March 1, 2006

Bush Visit - Some Thoughts.

Much attention is centered now on the Bush visit to India and the possibility of clinching a nuclear deal, which is expected to somehow make India and the world a better place.

The benefits for the United States—and much of the world—are real. This agreement would bring a rising power into the global tent, making it not an outsider but a stakeholder, and giving it an incentive to help create and shape international norms and rules. For example, India is becoming more worried about a nuclear Iran for this reason, and not because it is being pressured to do so by the United States. When India was being treated like an outlaw, it had no interest in playing the sheriff.

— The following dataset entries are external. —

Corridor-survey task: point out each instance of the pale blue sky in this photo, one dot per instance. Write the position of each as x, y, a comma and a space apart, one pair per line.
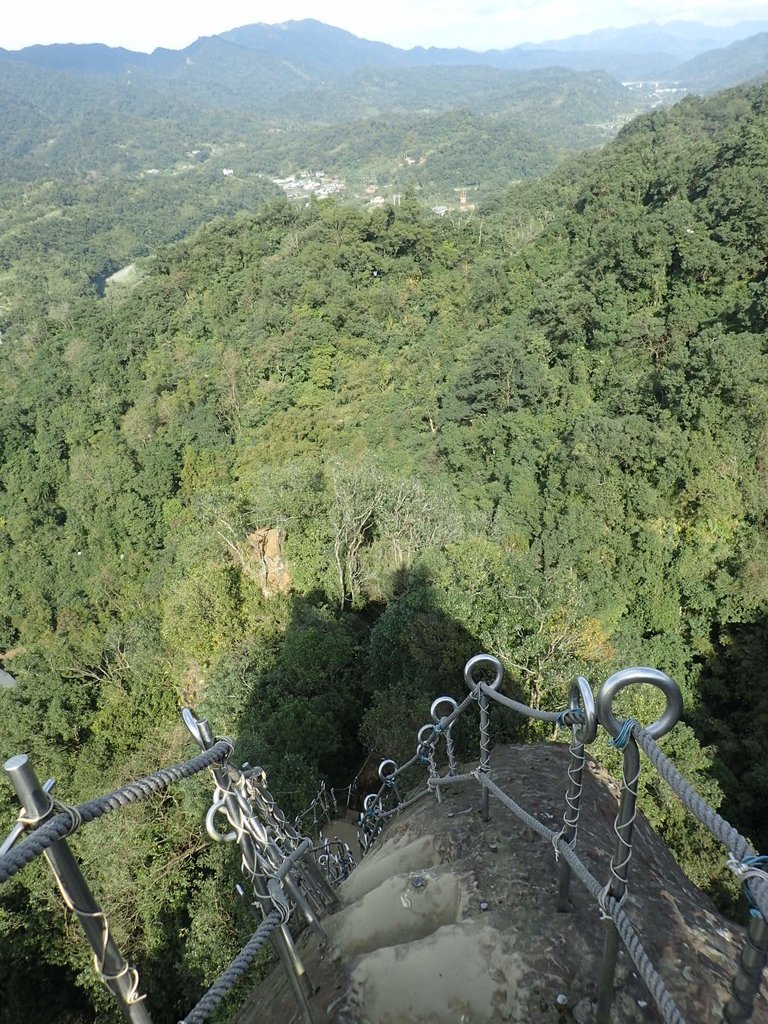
142, 25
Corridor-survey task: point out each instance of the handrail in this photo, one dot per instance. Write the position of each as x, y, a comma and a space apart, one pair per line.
584, 715
288, 872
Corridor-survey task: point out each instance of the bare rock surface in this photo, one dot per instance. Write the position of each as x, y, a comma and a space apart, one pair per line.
454, 920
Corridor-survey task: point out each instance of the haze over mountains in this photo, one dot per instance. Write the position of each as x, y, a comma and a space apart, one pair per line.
259, 60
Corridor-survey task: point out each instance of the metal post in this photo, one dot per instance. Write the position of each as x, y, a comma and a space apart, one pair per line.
631, 772
484, 765
482, 699
752, 963
581, 699
282, 938
120, 978
572, 799
620, 864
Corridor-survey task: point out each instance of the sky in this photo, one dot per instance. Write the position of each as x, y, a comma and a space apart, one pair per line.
143, 25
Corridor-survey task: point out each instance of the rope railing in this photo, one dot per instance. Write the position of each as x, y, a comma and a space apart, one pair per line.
276, 859
584, 715
288, 871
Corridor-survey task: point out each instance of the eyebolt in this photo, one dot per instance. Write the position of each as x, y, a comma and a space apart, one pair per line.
470, 680
385, 775
425, 734
434, 713
582, 698
629, 677
216, 807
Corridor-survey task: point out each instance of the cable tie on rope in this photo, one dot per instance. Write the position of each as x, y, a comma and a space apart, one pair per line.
745, 869
623, 738
75, 816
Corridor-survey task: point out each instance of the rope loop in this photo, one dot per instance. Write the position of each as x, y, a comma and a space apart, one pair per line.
748, 868
625, 732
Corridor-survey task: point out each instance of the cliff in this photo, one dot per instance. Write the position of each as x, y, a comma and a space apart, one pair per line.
451, 919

But the agreement would yield far bigger benefits for India. India's nuclear program has grown in total isolation. Now it would get integrated with the world, gaining access to materials, technology, know-how and markets. The agreement would open up new worlds of science and energy.

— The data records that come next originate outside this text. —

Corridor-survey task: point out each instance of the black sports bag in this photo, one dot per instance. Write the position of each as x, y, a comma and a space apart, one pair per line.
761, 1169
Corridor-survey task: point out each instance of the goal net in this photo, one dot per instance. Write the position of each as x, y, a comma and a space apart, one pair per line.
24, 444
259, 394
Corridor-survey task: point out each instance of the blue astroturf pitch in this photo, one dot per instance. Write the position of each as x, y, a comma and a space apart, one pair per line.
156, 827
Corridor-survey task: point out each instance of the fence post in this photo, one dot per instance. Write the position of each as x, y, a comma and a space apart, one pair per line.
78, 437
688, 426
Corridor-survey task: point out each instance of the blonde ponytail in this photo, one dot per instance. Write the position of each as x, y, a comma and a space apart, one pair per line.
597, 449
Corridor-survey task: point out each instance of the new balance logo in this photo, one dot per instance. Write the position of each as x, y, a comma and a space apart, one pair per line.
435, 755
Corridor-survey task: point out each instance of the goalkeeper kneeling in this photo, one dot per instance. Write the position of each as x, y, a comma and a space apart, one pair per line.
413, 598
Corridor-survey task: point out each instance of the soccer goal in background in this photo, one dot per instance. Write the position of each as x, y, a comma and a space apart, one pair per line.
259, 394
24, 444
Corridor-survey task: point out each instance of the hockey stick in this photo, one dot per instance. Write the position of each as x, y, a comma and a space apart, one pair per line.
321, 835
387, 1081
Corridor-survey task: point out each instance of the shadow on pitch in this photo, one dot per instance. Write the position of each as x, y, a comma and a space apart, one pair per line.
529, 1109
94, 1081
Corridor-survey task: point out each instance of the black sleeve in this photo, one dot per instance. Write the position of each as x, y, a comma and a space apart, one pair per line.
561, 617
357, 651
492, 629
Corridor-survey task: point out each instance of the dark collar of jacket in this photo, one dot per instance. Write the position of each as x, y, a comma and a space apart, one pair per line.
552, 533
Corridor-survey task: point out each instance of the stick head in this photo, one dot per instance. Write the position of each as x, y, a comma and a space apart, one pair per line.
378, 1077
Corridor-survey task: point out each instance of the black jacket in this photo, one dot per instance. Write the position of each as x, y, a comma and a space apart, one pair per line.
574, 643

For the life of me, I can not understand the logic of this argument. It is an example of the arrogant, and incorrect, world view that the salvation must come through the benign actions of the United States and it is important that all well-meaning nations join the US in this historic mission. It is accepted and indeed required that the US play the role of the sheriff. And nations like India which have traditionally been outsiders must join in this process of policing.

It is unfortunate that Indian political leaders are jumping this bandwagon and are willing to go to any lengths to secure the friendship with the US. This is the context in which we must view the recent overtures between the world's two biggest democracies. It is by no means confined to the nuclear deal that is making the headlines. The agreement reached when Prime Minister Manmohan Singh visited the US in July 2005 on a global democracy initiative is another example of this.

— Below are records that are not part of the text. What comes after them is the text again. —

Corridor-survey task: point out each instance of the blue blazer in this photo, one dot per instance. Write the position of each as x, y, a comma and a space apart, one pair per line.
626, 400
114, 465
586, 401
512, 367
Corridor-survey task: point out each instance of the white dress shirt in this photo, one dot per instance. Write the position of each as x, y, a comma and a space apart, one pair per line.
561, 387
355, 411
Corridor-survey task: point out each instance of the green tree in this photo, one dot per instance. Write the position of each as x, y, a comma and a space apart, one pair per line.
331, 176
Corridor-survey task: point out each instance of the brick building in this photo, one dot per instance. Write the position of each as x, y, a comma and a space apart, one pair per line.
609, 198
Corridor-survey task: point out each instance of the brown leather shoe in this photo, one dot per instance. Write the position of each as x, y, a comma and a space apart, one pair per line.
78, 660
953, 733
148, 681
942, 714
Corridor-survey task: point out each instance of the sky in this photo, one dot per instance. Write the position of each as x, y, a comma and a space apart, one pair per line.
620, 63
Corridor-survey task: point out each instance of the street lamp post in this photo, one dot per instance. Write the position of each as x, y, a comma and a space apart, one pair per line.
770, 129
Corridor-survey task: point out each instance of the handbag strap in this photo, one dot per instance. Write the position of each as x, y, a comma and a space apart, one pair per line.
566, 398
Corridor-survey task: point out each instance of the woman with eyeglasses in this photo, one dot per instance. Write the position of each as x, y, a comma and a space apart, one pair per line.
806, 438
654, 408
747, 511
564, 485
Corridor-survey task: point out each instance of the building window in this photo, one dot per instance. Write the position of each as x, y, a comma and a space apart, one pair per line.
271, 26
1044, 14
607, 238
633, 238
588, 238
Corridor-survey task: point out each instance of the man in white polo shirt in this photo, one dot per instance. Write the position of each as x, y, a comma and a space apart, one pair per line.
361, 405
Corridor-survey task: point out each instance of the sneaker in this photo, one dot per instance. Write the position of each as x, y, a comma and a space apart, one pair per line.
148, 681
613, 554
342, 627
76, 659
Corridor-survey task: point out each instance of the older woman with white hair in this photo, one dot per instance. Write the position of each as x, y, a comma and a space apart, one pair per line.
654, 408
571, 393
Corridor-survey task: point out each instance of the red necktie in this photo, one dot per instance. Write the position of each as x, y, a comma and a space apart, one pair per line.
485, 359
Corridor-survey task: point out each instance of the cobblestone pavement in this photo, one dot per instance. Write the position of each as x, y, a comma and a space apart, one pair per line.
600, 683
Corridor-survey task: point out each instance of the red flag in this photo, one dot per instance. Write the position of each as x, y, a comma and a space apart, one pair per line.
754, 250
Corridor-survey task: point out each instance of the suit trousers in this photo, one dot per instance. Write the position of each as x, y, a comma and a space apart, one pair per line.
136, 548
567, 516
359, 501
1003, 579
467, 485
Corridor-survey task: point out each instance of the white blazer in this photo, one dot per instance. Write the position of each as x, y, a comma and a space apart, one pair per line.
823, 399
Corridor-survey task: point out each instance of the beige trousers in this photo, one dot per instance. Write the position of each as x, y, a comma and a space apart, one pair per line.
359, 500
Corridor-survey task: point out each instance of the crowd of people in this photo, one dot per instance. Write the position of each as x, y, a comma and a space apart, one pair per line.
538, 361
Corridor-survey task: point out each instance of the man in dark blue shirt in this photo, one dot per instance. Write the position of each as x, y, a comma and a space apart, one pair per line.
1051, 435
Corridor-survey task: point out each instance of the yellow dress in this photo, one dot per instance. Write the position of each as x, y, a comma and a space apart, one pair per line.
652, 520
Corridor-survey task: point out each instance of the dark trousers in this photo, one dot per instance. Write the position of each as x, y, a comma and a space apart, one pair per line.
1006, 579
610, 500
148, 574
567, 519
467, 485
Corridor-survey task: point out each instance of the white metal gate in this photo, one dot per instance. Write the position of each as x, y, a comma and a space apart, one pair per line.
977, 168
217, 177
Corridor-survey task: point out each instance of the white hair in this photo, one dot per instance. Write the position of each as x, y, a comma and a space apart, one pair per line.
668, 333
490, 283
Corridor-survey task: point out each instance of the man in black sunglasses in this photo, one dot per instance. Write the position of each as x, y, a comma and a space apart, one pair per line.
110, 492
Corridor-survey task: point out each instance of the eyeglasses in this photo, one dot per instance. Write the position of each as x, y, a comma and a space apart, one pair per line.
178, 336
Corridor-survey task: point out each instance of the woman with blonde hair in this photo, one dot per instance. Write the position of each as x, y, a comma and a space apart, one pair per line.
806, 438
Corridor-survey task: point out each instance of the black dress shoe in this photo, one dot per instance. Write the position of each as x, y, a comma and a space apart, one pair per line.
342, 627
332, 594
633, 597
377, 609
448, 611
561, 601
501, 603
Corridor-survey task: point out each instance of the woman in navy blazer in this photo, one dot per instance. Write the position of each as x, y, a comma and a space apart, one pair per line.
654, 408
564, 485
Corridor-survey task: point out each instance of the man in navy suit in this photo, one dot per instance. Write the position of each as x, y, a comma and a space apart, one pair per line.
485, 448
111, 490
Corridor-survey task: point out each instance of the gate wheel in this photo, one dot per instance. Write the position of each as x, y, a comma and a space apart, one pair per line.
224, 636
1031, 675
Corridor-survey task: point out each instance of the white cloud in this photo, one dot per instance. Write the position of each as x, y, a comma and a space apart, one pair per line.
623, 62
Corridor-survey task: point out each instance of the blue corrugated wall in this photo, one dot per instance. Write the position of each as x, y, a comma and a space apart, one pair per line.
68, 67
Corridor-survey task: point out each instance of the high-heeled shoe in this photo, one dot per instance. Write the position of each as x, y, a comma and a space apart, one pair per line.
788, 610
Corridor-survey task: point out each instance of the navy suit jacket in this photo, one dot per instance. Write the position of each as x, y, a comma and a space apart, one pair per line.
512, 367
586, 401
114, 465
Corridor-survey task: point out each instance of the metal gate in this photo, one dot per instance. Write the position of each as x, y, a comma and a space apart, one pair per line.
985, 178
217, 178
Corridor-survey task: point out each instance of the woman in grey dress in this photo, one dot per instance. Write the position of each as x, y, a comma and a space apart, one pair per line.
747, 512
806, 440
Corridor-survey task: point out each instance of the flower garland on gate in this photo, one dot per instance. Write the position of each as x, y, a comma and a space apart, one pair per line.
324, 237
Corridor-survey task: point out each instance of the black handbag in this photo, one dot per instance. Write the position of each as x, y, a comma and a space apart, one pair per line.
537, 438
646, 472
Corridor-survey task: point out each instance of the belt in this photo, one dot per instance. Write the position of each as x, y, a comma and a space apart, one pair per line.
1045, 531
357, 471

This is a very nice article in The Hindu which analyzes this trend.

A much richer, resource-endowed Indian state now believes that its "place in the sun" can only be ensured by promoting an American version of democracy, whose next act Washington wants to perform in Iran.

A rising India is today closing its strategic options by allying closely with the United States. Some years ago, it would have been considered a general insult for the U.S. to say that it would "help" India become a global power. Now, sections of India's strategic elite simply applaud such statements.